Why are your nails splitting?

According to Healthline, your nail strength might not be up to par as a result of underlying medical conditions such as infections of the nail bed, psoriasis, and certain diseases affecting your organs. Nails reveal a lot about your health, and you should listen to what they have to say. Dermatologist and nail specialist Dana Stern, MD, tells Men's Health, "Certain nail changes can indicate issues with the kidneys, infections of the heart, anemia, lung disease, and even exposure to certain poisons."

However, nail splitting specifically is a fairly common nail problem and can occur as a side effect of smaller issues. Healthline reports that it can be caused by long-term exposure to moisture or biting your nails. Diet also plays a role in your nail strength, as nails are made out of protein. Hence, a nutritional deficiency might be causing your nails to split.

An external injury you might have sustained can also cause nail splitting, but so can psychological trauma. A traumatic event can hinder nail growth, causing the formation of ridges across the nails, which can further make them frail and prone to splitting. According to board-certified dermatologist and nail specialist Chris Adigun, MD, "These lines usually become apparent about three to six months after the event."

Preventing nail splits

After you've identified why your nails are splitting, take appropriate action to boost their strength back up. If you have a medical condition of any kind, listen to your doctor's instructions on how to take care of your affected nails.

In case of a nutritional deficiency, adjust your diet. For a zinc deficiency, eat more whole grains and legumes, and for an iron deficiency, amp up your intake of spinach and fish. Also, certain supplements can aid in nail health, but consult with your doctor first.
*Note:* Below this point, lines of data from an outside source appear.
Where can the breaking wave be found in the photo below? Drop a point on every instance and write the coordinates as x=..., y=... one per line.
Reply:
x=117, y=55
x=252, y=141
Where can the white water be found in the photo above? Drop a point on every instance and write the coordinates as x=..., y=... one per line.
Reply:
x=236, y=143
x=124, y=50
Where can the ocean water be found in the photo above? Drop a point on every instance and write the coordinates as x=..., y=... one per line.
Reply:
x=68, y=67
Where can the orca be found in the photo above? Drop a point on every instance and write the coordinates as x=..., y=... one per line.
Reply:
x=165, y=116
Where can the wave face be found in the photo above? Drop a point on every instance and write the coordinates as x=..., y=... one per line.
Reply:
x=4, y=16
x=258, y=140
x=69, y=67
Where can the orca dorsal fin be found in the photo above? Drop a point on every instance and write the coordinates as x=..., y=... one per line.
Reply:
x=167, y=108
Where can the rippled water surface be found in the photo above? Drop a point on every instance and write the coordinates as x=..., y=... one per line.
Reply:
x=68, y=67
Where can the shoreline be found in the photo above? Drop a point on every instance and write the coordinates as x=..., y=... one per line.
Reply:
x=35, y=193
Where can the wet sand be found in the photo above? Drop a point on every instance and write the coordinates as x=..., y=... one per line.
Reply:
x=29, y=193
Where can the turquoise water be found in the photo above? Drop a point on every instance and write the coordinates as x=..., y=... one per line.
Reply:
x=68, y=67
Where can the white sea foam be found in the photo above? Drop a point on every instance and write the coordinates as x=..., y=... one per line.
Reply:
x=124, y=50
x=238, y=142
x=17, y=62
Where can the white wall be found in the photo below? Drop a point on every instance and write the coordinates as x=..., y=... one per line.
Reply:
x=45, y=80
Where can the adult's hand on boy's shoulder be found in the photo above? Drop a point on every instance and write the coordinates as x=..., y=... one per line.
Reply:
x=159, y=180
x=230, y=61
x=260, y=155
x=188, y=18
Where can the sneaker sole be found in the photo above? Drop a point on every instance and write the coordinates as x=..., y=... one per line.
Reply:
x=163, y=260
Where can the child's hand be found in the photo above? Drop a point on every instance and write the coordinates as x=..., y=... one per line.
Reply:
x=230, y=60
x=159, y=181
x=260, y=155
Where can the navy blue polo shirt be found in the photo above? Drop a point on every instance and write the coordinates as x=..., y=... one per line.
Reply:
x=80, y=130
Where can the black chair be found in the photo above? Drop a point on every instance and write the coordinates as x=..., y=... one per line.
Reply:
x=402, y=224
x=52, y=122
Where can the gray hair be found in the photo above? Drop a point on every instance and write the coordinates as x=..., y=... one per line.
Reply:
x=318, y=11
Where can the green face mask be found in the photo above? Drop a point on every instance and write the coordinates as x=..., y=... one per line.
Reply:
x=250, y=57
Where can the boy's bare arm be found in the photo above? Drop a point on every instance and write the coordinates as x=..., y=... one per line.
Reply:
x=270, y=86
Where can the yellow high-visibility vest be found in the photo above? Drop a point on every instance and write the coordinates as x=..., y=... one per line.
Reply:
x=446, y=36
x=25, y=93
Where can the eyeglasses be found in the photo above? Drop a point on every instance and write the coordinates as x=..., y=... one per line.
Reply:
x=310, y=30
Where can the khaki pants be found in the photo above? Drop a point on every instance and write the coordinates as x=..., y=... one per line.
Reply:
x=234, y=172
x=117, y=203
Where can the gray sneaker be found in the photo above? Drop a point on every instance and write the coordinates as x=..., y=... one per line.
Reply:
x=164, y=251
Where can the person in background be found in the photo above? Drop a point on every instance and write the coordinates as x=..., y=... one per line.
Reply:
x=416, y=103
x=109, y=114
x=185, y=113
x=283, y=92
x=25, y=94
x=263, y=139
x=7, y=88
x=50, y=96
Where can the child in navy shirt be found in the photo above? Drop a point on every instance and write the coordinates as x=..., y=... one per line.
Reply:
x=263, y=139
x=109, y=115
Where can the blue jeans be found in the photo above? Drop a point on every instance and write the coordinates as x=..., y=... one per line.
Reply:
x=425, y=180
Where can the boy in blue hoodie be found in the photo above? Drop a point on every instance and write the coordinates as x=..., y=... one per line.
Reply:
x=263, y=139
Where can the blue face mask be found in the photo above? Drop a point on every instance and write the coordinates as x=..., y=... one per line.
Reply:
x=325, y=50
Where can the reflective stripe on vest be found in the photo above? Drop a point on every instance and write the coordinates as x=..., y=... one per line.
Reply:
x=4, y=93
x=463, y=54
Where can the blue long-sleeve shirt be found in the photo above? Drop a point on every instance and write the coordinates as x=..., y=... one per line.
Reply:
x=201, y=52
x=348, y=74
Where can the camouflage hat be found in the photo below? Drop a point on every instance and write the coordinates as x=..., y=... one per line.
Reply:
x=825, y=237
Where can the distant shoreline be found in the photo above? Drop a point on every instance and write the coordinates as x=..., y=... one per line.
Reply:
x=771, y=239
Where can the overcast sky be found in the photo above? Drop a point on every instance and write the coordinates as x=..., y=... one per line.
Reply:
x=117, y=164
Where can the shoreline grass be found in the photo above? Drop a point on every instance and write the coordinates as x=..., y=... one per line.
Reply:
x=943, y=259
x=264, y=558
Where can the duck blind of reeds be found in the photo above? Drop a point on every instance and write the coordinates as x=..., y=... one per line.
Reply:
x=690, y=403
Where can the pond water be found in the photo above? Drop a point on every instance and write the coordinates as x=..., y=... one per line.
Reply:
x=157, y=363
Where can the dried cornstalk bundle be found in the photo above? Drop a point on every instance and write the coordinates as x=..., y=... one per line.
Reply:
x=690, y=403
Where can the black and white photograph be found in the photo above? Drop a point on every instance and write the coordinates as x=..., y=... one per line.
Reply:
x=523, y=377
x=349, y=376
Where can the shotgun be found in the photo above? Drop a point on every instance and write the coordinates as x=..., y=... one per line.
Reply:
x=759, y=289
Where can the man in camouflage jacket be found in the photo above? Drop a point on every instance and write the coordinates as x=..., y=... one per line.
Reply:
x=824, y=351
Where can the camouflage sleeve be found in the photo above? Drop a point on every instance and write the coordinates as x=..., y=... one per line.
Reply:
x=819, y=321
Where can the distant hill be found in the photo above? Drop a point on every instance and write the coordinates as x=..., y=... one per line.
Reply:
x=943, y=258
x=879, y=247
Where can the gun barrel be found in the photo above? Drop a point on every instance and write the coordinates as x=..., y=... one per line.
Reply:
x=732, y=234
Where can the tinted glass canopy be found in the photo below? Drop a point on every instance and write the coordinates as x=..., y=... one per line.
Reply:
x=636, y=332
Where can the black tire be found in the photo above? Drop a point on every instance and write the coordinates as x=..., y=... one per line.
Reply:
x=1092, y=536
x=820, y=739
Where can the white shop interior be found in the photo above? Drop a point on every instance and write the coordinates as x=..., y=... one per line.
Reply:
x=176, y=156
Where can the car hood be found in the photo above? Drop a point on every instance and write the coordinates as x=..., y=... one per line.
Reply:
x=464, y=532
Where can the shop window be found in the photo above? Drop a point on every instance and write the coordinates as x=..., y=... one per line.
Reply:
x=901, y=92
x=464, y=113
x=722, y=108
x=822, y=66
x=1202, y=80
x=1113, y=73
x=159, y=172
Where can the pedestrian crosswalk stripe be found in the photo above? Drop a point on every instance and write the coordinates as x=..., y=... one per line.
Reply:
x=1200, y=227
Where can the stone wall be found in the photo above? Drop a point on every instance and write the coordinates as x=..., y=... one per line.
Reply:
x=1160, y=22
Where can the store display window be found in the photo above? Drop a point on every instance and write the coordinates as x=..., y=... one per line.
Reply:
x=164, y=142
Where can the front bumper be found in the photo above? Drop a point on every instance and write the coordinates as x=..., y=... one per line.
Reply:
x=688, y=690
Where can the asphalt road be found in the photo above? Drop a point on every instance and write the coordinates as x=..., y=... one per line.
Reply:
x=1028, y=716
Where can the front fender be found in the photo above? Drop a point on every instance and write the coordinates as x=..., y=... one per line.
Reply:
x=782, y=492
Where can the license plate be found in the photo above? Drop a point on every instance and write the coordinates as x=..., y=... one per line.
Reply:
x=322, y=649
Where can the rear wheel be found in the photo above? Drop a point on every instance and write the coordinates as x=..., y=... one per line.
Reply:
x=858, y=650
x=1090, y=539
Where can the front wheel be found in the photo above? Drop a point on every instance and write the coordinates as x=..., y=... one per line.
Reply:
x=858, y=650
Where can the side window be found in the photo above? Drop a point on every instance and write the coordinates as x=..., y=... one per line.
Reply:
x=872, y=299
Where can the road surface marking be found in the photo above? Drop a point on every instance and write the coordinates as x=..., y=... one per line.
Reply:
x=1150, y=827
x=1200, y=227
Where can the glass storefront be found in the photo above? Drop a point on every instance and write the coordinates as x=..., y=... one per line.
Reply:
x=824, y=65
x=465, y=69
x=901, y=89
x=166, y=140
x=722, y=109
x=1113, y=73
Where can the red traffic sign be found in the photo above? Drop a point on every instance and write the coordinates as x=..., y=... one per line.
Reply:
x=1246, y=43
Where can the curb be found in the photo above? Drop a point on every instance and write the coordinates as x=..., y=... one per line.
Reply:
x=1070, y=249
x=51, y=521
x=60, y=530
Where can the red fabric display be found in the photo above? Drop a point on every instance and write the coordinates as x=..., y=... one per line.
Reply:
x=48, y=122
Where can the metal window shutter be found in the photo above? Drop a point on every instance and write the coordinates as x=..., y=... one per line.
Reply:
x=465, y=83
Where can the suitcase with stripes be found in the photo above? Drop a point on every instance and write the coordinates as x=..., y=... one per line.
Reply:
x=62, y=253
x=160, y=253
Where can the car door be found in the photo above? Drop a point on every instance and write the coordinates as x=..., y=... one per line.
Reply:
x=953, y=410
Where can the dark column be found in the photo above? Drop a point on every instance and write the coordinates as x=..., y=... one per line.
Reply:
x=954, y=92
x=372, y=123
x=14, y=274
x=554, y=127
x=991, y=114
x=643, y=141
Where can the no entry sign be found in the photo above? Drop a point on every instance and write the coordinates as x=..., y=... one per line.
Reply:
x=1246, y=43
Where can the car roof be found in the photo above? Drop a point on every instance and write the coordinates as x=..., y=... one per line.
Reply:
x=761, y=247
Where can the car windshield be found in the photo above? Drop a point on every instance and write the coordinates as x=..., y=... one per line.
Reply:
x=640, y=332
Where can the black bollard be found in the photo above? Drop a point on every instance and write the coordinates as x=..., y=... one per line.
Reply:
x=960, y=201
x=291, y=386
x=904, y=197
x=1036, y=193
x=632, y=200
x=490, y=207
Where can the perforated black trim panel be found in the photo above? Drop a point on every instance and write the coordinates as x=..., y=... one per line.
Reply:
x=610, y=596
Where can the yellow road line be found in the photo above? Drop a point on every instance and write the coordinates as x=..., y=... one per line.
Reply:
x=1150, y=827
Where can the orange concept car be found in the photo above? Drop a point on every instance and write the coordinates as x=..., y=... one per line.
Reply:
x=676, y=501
As for the external approach, consider giving your nails a break. Losing the acrylics for a bit and letting your nails breathe can be a great start. Use a good moisturizer for your hands, and don't forget to take care of the cuticles as well. Avoid cleaning up or doing garden work without protective gloves. If possible, refrain from biting your nails and the skin around them. It's probably not going to happen overnight, but your nails will get stronger over time if you take proper care of them. Great nails don't happen by chance!